購入時手数料は税抜き1.0%を上限に設定可能で、金融機関を選ばないと徴収されます。また解約時信託財産留保額0.3%が設定されています。
Funds-i 新興国株式は、つみたてNISA適格です。
運用コスト
次は運用報告書から計算した運用コスト(トータルコスト)です。スリム新興国株式と比較しています。
Funds-i 新興国株式は隠れコストが低いです。MSCIエマージング・マーケット連動インデックスファンドで、現物株運用としては最安水準です。
次は隠れコストの明細です。
Funds-i 新興国株式の隠れコストは全体的に安いです。運用報告書に記載された数値は鵜呑みにできないことが知られていますが、本当だとしたら凄いですね。
リターン比較
eMAXIS新興国株式とのリターン比較
次はFunds-i 新興国株式の設定直後を避けた、2010年12月10日から2021年1月8日までの、eMAXIS新興国株式とのリターン比較です。
青のラインはFunds-i 新興国株式ーeMAXIS新興国株式です。信託報酬は同率で、隠れコストはFunds-i 新興国株式の方が安かったので、青のラインの期待値は右肩上がりの直線ですが、現実はまったく違います。MSCIエマージング・マーケット指数に忠実な運用は、そんなに簡単なことではないのかも知れません。
スリム新興国株式とのリターン比較
次はスリム新興国株式の税抜き信託報酬が0.189%なった2018年7月25日から2021年1月8日までの、Funds-i 新興国株式とのリターン比較です。

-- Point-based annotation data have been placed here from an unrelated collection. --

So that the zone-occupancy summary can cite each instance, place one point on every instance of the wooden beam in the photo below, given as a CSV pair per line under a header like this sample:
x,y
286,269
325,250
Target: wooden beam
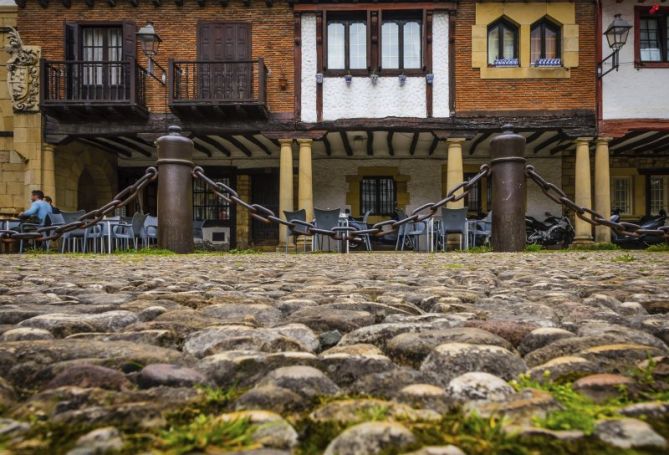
x,y
433,145
370,143
478,141
258,143
133,143
328,146
347,144
105,147
636,146
533,137
546,143
414,143
217,145
245,150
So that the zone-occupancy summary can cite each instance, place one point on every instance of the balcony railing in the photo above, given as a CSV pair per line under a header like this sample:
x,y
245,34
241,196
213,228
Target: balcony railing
x,y
221,86
84,83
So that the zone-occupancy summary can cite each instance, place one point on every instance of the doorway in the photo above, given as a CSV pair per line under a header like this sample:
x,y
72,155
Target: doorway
x,y
227,45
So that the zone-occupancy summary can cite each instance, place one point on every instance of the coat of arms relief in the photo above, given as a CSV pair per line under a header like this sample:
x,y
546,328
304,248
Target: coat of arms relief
x,y
22,72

青のラインはスリム新興国株式ーFunds-i 新興国株式です。期待通り右肩上がりの直線です。コロナショックによる株価暴落時に凹んでいるのは想定通りですが、株価暴落後は傾きが少し足りない気がしますね。
次はスリム新興国株式の運用コストを年率0.38%ポイント増量したものとの比較です。
株価暴落前はほぼ適量、株価暴落後は不足です。この比較結果から、Funds-i 新興国株式の隠れコストは運用報告書にある通りの低水準だと推測します。凄いですね。
不人気です
次は設定来の資金流出入額の累計の推移です。純資産総額は51.42億円です。少ないです。
安定した資金流入がありましたが、2020年以降は資金流出傾向です。明らかにローコストな選択肢がたくさんあるので、売れなくなるのは自然です。
次は信託報酬が同率だったeMAXIS新興国株式と、一番人気のスリム新興国株式もプロットしたものです。
緑のラインがeMAXIS新興国株式です。Funds-i 新興国株式は人気を獲得できなかったことが分かります。そしてコスト意識のある受益者は青のラインのスリム新興国株式を歓迎したのでしょう。
Fund of the Yearの順位
eMAXIS新興国株式は、設定直後からしばらくFund of the Yearの常連でした。
ところがFunds-i 新興国株式は信託報酬が同率だった、そして隠れコストはeMAXIS新興国株式より安いと言われて来たにも関わらず、一度も入賞していません。この世界で人気を獲得するのが容易ではないことが分かります。
評価:買う価値ありません
MSCIエマージング・マーケットに投資するなら、スリム新興国株式一択です。Funds-i 新興国株式は過去の商品で、もう買う価値ありません。